With just a few threads running and the rest exiting early, all threads get called frequently. My example hands out slices that are 1% of a second long, but if only 3 threads take their full slice and all the others collectively take 1 slice worth of time to exit, then the schedule table fully executes 25 times per second even with the full 149 threads. Even in this case, I would judge that with
top updating one time per second, that the active threads will have exited early most of the time, they only need to have used one slice fully in order to be flagged as active. So the minimum number of times through the table in this example is a little under 100 times per second, and is likely 50-90 times unless a thread maxes out the CPU actually doing something.
Schedulers can get more fancy with some threads. A CD burning thread may require a slice 10 times per second, and the scheduler will guarantee that, making sure the burner thread gets called that often. No buffer underruns. The same applies to iTunes to avoid skipping, and to anything involving streaming content, to avoid frame drops.
The problem with this scheduler approach to priority is that there is no true idle priority. Every thread will eventually get some CPU, even if it only gets a slice once every 100 runs through the schedule table. To handle a real idle priority thread, you would need to patch another schedule table in between the main table and the idle thread routine.

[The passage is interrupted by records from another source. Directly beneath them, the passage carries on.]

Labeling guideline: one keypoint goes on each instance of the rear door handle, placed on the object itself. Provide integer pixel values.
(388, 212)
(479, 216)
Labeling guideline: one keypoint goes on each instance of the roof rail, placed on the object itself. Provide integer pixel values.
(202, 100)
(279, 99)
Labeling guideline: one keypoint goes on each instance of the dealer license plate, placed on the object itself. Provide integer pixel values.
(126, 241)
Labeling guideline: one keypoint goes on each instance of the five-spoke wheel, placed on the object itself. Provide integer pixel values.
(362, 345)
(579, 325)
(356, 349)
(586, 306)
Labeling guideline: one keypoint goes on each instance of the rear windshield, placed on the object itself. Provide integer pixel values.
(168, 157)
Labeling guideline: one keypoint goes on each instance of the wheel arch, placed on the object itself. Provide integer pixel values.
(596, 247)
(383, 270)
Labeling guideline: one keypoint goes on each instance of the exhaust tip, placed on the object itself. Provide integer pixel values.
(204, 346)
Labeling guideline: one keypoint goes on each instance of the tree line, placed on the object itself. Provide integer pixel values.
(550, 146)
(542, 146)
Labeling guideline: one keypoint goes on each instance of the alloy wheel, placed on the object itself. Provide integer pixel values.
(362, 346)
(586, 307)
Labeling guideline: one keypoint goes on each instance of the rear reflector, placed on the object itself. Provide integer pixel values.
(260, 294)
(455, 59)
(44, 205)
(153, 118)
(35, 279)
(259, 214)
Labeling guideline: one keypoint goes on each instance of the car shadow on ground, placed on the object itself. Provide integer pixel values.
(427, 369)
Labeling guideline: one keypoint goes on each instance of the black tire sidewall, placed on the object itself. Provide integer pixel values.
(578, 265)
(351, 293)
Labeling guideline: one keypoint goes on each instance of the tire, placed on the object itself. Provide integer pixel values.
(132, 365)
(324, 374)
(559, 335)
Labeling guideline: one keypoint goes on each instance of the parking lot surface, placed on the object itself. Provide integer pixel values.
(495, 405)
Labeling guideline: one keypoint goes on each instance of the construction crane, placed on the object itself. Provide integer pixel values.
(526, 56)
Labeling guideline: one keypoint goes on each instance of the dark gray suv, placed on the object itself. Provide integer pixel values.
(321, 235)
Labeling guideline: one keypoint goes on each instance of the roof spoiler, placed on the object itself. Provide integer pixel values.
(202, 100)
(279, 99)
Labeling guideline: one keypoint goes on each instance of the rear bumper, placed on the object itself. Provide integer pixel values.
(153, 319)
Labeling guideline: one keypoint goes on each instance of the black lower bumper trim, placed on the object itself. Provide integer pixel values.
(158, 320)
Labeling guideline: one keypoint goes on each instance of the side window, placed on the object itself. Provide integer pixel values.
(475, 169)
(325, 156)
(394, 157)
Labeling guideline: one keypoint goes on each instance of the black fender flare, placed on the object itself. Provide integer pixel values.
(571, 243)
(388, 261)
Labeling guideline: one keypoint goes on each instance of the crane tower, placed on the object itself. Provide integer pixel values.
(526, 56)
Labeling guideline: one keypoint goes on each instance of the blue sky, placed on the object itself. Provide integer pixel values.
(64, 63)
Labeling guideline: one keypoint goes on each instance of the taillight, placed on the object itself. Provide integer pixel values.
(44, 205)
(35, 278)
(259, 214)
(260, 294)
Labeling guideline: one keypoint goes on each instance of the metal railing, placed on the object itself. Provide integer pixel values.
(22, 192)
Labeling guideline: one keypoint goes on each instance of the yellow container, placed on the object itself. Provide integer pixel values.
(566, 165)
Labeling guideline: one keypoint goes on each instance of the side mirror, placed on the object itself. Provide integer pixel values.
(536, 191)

The second table would get a slice only if the main table had exited early on all threads. After the 2nd table hands one slice out to an idle-priority thread, it returns to the main table. The next idle-priority thread in the 2nd table will not get a slice until the next time the main schedule exits early on all threads.
If you wanted to prioritize idle threads, things would get still more involved. None of the Unix-like operating systems provide the 2nd schedule table, so none of them have a true idle priority, just a minimum priority. From things I've heard, it appears that Windoze32 versions do provide a true idle priority, but I do not have an x86 box to check that for sure.
Personally, I would like the added utility of a true idle priority, particularly if it offered prioritization with the idle processes. Perhaps the kernel developers of the various operating systems will provide that someday, but it does mostly apply to situations like ours' with DC clients. I've been hard pressed to come up with any other process that would benefit from a true idle, every other example that comes to mind may execute rarely, but does need to be guaranteed to execute sometime. A disk integrity check that normally finds nothing wrong may be postponed with little concern, but it does need to run eventually. A true idle priority thread may never get called, especially if a DC client were running at a low priority rather than an idle priority.
If anyone can think of other processes that would legitimately run at true idle, please post. The kernel developers are more likely to grant our wish if we can provide *cough* legitimate uses for it. That, or we could compile our own kernel and related utilities for setting the idle priorities.
Ok, that looks like a decent summary. Note that I am not a kernel developer, so it is possible that some of this is muxed up. Kernel experts, feel free to chime in and correct as needed.
ps - Scott, your "explanation in the above post" is condensed by about 10 KB and at least an hour.